Since taking cost final yr, Honeywell (NASDAQ:)’s prime boss Vimal Kapur has appeared to align the corporate’s portfolio with the so-called megatrends of automation, aviation and vitality transition.
The board has made important progress so far and the corporate plans to supply an replace when it studies its fourth-quarter outcomes, it mentioned on Monday.
The assessment comes after activist investor activist Elliott Funding Administration known as for a cut up of Honeywell’s aerospace and automation companies after taking a greater than $5 billion stake within the firm in November.
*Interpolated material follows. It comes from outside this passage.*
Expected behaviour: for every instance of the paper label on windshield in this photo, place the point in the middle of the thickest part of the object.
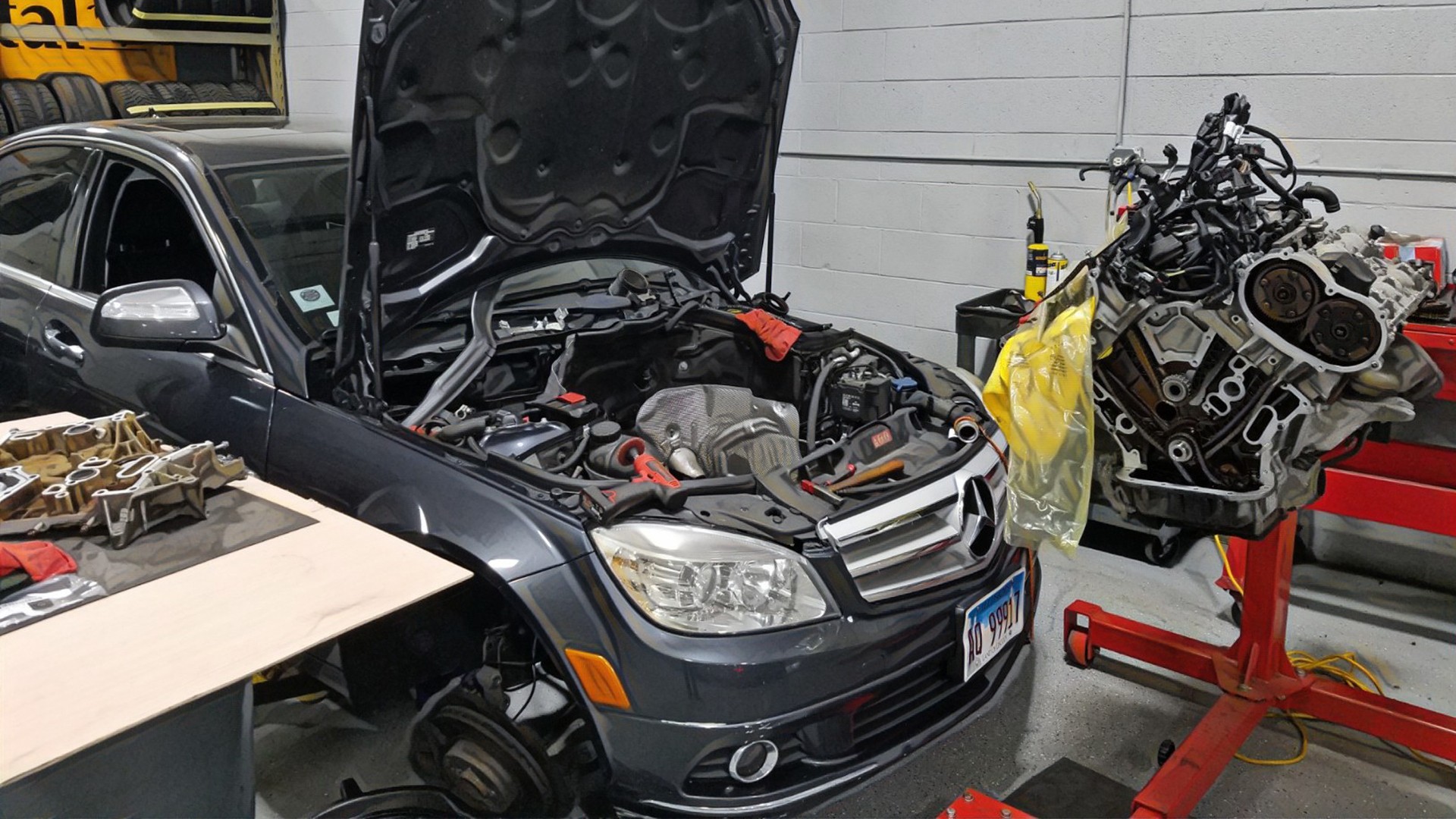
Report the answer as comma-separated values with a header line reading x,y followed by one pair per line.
x,y
312,299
“We consider the portfolio transformation Vimal and his crew are main represents the appropriate course for Honeywell,” Elliott mentioned in an announcement on Monday.
Honeywell had additionally disclosed in November that it could promote its private protecting gear enterprise to Protecting Industrial Merchandise for about $1.33 billion in money.
The conglomerate has additionally purchased Service’s safety enterprise for $4.95 billion and bought aerospace and protection agency CAES Techniques for $1.9 billion as a part of its wider shift.